Helena nodded dismissively, pressing her hands against her lower back and letting out a sigh. James noticed the widening gap between the buttons of her white blouse as she stretched and decided to look away before she noticed him looking. “Give ‘em here,” she said, extending a hand. “I can drop them in Tam’s office before I head out tonight.”

He brought the sack up, and then held his hand back, raising an eyebrow. “I dunno about that, handing over sensitive Rimas materials to a freelance contractor. What would old man Rimas say if these ended up on a black cast or in the high markets in Rio?”

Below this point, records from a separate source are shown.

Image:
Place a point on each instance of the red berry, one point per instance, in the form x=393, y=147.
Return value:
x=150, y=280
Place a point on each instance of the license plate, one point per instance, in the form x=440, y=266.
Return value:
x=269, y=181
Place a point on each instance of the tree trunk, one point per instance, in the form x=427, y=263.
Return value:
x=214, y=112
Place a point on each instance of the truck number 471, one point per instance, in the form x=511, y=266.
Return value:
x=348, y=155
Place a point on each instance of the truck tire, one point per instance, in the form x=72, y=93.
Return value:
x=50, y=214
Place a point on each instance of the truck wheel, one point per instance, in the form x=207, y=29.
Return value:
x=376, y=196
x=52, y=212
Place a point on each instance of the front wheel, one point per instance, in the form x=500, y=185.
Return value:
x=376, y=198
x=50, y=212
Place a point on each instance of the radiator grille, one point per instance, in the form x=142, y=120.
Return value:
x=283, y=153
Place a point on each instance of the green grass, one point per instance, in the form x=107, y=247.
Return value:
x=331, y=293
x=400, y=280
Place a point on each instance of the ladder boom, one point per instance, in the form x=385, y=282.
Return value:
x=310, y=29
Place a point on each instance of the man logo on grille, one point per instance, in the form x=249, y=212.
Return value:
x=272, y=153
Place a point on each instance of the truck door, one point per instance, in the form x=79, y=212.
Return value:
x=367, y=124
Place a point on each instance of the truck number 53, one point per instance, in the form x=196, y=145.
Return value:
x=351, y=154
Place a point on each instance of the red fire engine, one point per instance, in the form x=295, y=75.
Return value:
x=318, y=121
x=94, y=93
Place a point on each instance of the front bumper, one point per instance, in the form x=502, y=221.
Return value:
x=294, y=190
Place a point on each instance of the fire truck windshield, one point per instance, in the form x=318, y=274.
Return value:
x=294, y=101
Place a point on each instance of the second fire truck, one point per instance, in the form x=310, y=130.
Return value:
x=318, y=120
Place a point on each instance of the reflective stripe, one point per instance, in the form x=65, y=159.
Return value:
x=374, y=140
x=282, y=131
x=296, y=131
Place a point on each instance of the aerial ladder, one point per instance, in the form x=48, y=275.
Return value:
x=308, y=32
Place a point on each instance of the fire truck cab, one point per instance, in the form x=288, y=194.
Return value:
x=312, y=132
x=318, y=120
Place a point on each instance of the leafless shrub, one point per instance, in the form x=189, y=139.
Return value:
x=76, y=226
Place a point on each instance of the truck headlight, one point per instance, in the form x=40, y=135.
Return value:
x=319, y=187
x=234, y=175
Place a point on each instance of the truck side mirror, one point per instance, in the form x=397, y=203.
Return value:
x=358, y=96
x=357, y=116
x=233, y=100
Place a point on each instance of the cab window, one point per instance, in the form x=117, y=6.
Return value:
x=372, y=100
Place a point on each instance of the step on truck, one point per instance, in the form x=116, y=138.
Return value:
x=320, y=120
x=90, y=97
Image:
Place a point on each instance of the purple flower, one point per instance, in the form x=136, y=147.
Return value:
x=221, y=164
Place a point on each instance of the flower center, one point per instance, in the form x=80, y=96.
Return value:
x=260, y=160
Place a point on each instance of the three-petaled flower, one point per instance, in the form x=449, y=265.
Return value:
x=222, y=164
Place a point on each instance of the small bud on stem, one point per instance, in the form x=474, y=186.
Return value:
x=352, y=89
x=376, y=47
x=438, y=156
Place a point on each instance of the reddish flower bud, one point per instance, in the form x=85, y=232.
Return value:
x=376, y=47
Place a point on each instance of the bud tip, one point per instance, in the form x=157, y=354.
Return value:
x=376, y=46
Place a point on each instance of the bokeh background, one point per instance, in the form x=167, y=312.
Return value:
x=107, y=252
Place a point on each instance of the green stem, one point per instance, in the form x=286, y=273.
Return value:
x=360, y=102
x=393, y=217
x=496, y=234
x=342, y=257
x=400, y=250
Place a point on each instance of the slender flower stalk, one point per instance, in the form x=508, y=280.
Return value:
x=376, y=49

Helena showed another big toothy smile. “He’d probably say as much as he has to say about anything else. How do you know I wouldn’t keep them for myself to use in the construction of my own space craft, with which I can use to make my escape?”

James smiled too, happy that his playful joke was well received and reciprocated. “A spacecraft out of a few screws, bolts, and wedges? That’ll be a nice trick. I could use your services sometime.”

Helena raised a thick eyebrow. “You couldn’t afford me.” Although her voice was still pleasant, her smile had lessened considerably and she now looked at the sack of supplies rather than at James. He reeled internally, hoping for a better response from his not-so-subtle flirting that he didn’t realise he was doing.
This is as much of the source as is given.